Guo Guangchang, the so-called missing boss of China’s Fosun group, has reappeared four days after he went AWOL, vowing his corporation’s solid connections to China.
The world’s press instantly picked up on Guo’s return to corporate life, with US and UK papers saying he made no mention of the so-called corruption investigation that led to his detention at Shanghai airport last week.
But Portuguese newspapers are buzzing with stories, affirming that Guo’s business-plan appears to have changed in that notwithstanding all the major takeovers in Portugal this year, Fosun group’s focus will now return to China.
“In spite of investment around the world, Fosun’s growth is rooted in China,” Guo told the company’s annual internal conference. “The future structure of the group should be able to show the advantages of staying in China.”
On Friday, shares in Fosun International ceased trading after news that Guo had been detained saw them sink by as much as 13.5%.
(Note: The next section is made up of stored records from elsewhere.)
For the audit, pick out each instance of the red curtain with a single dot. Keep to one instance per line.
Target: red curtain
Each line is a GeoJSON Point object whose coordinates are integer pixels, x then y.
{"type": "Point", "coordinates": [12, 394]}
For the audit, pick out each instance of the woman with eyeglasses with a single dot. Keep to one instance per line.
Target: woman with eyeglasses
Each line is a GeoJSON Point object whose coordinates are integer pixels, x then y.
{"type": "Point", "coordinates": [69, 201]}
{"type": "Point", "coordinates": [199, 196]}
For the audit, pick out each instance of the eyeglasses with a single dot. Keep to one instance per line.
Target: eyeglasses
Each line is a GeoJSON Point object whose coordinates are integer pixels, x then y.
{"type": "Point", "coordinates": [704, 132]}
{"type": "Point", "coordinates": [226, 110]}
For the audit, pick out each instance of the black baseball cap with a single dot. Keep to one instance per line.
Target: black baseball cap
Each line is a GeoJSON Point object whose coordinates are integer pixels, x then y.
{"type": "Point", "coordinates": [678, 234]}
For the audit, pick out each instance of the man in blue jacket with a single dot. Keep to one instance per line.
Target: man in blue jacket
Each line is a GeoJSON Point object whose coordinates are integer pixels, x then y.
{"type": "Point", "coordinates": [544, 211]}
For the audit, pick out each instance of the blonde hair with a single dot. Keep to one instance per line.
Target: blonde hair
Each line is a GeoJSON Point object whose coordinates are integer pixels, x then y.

Trading however is back on today, and Guo’s appearance at the meeting is understood to have elicited an “extended period” of applause from Fosun employees.
The company has been on “buying spree” since 2014, taking over Portugal’s largest insurer Fidelidade, Espírito Santo Saúde (now rechristened Luz Saúde), buying a stake in REN and even bidding for ownership of trouble-torn Novo Banco.
Elsewhere, it scooped up French tourism operator Club Med, and purchased stakes in Cirque Soleil and Thomas Cook.
While no one seems any the wiser as to the stage of the investigation involving Guo, Fosun executives “have sought to reassure investors about the company’s position”, writes the FT, quoting company president Wang Qunbin saying: “So far the investigation is focusing more on the individual”.
“Fosun is not run by one person, but managed by a group of executives”, Wang added. “The banks have a good understanding about the events, and they will continue to support us”.